I could really distance myself from everything that was going on in my life and I would not care about my future or about my family and friends. So when I got to this particular quote:
“If something is going to happen to me, I want to be there.”
Of course it had a huge impact on me. Just let it sink in for a moment. I thought to myself: If you can't control the things that happen to you, at least be aware of the fact that they do.
I was also around that age when I started questioning the existence of a god, so naturally this next quote made a lot of sense:
“I had only a little time left and I didn't want to waste it on God.”
I still believe that most of us waste their whole life thinking about how the next life will be. So I thought to myself: The existence of a god is irrelevant. What can you do now to better your life? What can you do to be a better person? Stop expecting rewards for being a decent human being.

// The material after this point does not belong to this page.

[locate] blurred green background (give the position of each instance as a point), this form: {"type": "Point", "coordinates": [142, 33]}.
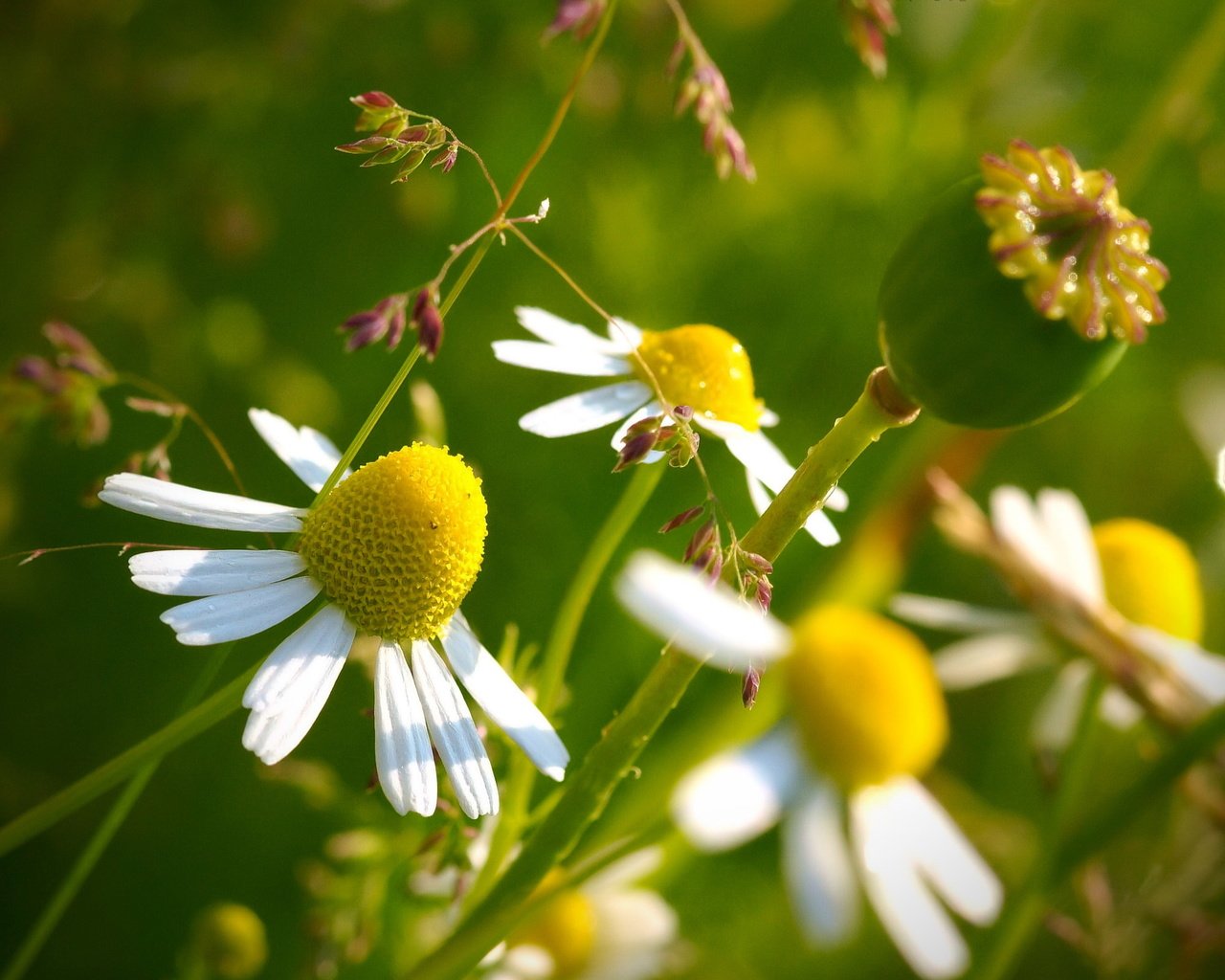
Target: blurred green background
{"type": "Point", "coordinates": [168, 185]}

“Since we're all going to die, it's obvious that when and how don't matter.”
Those of you who read this book or anything written by Albert Camus know that there is so hard to find something as good and powerful as this book is.
“My dear,
In the midst of hate, I found there was, within me, an invincible love.
In the midst of tears, I found there was, within me, an invincible smile.
In the midst of chaos, I found there was, within me, an invincible calm.
I realized, through it all, that…
In the midst of winter, I found there was, within me, an invincible summer.
And that makes me happy. For it says that no matter how hard the world pushes against me, within me, there’s something stronger – something better, pushing right back.
Truly yours,
Albert Camus”
The second book I wanted to write about is a rather different story, The Virgin Suicides by Jeffrey Eugenides. You might've seen the movie, if not then please do or just read the book. This one is also close to my heart for obvious reasons. One of my favourite quote is:
“In the end, the tortures tearing the Lisbon girls pointed to a simple reasoned refusal to accept the world as it was handed down to them, so full of flaws.”
It's a coming of age book so obviously I loved it. It spoke to my heart and inflamed my curiosity to such a degree that even now, after almost 7 years, I still remember exactly what I felt going through each page of this book. I just wanted to know why, I always thought about what it would be like to end my only life, but I never once ran out of excuses for not to do it (obviously since I'm still here, writing this).
“What are you doing here, honey? You're not even old enough to know how bad life gets."
And it was then Cecelia gave orally what was to be her only form of suicide note, and a useless one at that, because she was going to live:"Obviously, Doctor," she said, "you've never been a thirteen-year-old girl.”
How can one be so sure? I guess I'm a coward that way or I just really care about how other people will feel about it. Or both.
“We felt the imprisonment of being a girl, the way it made your mind active and dreamy, and how you ended up knowing which colours went together.”
That's it, I guess. If you already read these books I'll have you know that you're a special kind of awesome.